Robert A. Butterworth, Attorney General, Tallahassee, and James W. Rogers, Assistant Attorney General, Tallahassee, for Appellee.

PER CURIAM.

This direct criminal appeal was brought pursuant to Anders v. California, 386 U.S. 738, 87 S. Ct. 1396, 18 L. Ed. 2d 493 (1967). Having reviewed the entire record, we agree that no reversible error occurred. We affirm the appellant's revocation of probation and imposition of judgment and sentence. However, we note that the corrected written order of revocation of probation does not conform to the oral pronouncement, an issue preserved for review by a timely motion under rule 3.800(b)(2).

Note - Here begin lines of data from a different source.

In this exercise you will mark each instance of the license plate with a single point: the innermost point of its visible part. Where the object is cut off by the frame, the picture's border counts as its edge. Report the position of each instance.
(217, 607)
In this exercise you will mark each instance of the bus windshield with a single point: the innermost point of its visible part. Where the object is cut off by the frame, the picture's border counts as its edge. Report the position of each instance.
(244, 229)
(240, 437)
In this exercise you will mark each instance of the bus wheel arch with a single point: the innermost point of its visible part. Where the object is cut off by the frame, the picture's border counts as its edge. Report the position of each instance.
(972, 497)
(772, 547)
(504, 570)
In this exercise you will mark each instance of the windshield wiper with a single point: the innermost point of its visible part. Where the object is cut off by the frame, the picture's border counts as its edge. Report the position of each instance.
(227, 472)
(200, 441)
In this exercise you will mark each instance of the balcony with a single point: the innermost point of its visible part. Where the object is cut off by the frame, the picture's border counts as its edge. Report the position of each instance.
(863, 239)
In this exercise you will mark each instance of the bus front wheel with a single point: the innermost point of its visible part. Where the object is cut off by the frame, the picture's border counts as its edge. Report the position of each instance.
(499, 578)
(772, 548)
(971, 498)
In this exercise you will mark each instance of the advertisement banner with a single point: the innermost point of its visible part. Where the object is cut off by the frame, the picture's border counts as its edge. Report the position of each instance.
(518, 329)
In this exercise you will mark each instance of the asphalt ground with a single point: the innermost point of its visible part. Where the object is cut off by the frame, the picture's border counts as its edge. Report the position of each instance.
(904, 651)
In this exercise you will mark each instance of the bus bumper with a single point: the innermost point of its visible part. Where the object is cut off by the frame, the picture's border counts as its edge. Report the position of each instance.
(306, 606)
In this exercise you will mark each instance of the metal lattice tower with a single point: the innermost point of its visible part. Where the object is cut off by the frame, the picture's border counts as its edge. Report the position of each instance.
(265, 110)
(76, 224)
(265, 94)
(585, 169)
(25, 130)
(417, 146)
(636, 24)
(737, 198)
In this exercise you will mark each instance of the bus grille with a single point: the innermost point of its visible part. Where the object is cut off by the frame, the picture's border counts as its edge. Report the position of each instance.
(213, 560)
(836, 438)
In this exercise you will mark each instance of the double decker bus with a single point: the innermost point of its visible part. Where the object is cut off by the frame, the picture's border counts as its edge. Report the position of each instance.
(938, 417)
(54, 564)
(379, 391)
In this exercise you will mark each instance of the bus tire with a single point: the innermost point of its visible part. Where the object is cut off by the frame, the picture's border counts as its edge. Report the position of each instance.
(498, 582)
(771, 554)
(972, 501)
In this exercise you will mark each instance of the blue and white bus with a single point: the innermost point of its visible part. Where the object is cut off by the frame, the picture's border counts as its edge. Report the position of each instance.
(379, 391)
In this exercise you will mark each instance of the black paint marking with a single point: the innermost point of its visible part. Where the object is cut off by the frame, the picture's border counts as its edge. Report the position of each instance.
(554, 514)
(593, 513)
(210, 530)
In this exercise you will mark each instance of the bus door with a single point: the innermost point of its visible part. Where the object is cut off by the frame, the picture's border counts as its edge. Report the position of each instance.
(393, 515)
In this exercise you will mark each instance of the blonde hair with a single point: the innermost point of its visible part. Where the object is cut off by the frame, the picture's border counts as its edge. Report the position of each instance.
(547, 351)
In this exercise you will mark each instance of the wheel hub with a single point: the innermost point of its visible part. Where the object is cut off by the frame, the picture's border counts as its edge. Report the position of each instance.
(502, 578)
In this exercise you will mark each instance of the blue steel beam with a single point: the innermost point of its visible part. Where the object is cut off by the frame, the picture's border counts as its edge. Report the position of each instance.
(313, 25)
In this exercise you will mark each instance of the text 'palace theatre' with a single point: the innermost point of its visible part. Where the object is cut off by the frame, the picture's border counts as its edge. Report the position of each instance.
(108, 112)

While the transcript of the hearing of revocation of probation shows that Appellant admitted violating only conditions (11) and (12) of his probation, the first paragraph of the written order of revocation of probation states that Appellant also admitted violating conditions (5) and (7) of his probation. An order of revocation of probation should conform to the trial court's oral pronouncement, and if it includes violations of conditions which were not addressed at the hearing on the violation of probation, those violations should be stricken. See Salvatierra v. State, 691 So. 2d 32 (Fla. 3d DCA 1997); Narvaez v. State, 674 So. 2d 868 (Fla. 2d DCA 1996).

We therefore strike the language stating that Appellant violated conditions (5) and (7) of his probation and remand for entry of a corrected order. See Walker v. State, 686 So. 2d 758 (Fla. 1st DCA 1997). Appellant need not be present.

AFFIRMED.

ALLEN, C.J., and BOOTH and BARFIELD, JJ., concur.